The returned dictionary contains:
| Key | Shape | Meaning |
|---|---|---|
hand |
(14,) |
Current player's hand as sorted tile types in [0, 33]; unused slots are -1. |
last_draw |
() |
Last drawn tile in [0, 33]; -1 means there is no drawn tile to expose. |
action_history |
(3, 200) |
Action history. |
shanten_count |
() |
Current player's shanten number. |
furiten |
() |
Whether the current player is in furiten. |
scores |
(4,) |
Scores ordered from the current player's perspective. |
round |
() |
Round index used by the environment. |
honba |
() |
Honba count. |
kyotaku |
() |
Riichi stick count. |
prevalent_wind |
() |
Current round wind information used by the environment. |
seat_wind |
() |
Current player's seat wind information used by the environment. |
dora_indicators |
(5,) |
Dora indicator tile types in [0, 33]; missing entries are -1. |
Action History
action_history is stored as:
- Row
0: acting player index, converted to the current player's relative view - Row
1: action payload - Row
2: tsumogiri flag
The semantics match red_mahjong:
- For discards, row
1stores the actual discarded tile - For non-discard actions, row
1stores the raw action id - Row
2is1for tsumogiri,0for a non-tsumogiri discard, and-1for non-discard actions
For no_red_mahjong, discard tiles are in [0, 33] and raw action ids are in [0, 78].
2D Observation
observe_type="2D" exists, but its design is not yet fixed. You can use it for experiments, but we do not recommend treating it as a stable interface yet.
Rewards
Rewards are 4-player score deltas, represented in hundreds of points.
Examples:
- winning a hand gives positive reward to the winner and negative reward to the payer(s)

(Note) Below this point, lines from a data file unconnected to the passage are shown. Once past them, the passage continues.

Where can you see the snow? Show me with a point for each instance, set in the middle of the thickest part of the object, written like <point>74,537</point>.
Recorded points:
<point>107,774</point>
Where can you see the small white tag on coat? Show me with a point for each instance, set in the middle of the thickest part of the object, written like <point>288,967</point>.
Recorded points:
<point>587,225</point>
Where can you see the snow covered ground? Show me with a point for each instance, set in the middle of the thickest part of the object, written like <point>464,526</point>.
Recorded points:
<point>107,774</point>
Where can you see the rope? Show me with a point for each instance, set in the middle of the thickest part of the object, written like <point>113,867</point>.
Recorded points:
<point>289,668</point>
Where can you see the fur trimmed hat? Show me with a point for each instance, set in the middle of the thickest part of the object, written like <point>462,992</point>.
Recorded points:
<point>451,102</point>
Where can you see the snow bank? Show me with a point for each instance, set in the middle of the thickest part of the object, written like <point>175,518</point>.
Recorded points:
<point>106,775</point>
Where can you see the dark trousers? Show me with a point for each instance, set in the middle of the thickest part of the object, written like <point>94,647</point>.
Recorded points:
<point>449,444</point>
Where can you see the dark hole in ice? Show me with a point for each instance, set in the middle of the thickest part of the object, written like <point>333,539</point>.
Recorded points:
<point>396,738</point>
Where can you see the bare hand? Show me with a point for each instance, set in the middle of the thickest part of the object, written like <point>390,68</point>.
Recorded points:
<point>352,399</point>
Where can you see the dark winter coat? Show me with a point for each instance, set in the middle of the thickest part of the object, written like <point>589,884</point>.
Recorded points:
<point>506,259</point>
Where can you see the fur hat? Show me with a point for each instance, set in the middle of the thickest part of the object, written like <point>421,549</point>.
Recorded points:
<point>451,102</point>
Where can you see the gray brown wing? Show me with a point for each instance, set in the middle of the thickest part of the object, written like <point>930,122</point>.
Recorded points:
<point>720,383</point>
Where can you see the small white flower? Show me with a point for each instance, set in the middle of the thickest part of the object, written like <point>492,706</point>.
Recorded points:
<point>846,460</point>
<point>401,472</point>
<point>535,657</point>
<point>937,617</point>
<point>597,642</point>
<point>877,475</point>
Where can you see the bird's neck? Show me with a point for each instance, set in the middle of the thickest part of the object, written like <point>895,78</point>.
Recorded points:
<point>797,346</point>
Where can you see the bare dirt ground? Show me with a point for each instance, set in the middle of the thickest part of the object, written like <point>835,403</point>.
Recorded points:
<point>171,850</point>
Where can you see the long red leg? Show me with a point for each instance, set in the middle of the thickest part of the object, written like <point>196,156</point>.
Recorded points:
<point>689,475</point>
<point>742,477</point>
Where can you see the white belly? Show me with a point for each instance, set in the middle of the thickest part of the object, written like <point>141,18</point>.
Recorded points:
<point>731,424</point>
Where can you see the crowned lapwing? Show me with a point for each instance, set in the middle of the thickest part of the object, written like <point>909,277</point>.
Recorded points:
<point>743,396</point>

- exhaustive draw can produce tenpai / noten payments
- illegal actions end the game immediately with the standard illegal-action penalty
For how to consume these rewards in turn-based MARL training (per-player reward accumulator + GAE), see the API → Using auto rewards in RL section.
Termination
round_mode="single"terminates after the first round ends.round_mode="east"runs East-only progression withround_limit=4.round_mode="half"runs East-South progression withround_limit=8.
In multi-round modes, the next-round transition behavior is controlled by next_round_style (see API).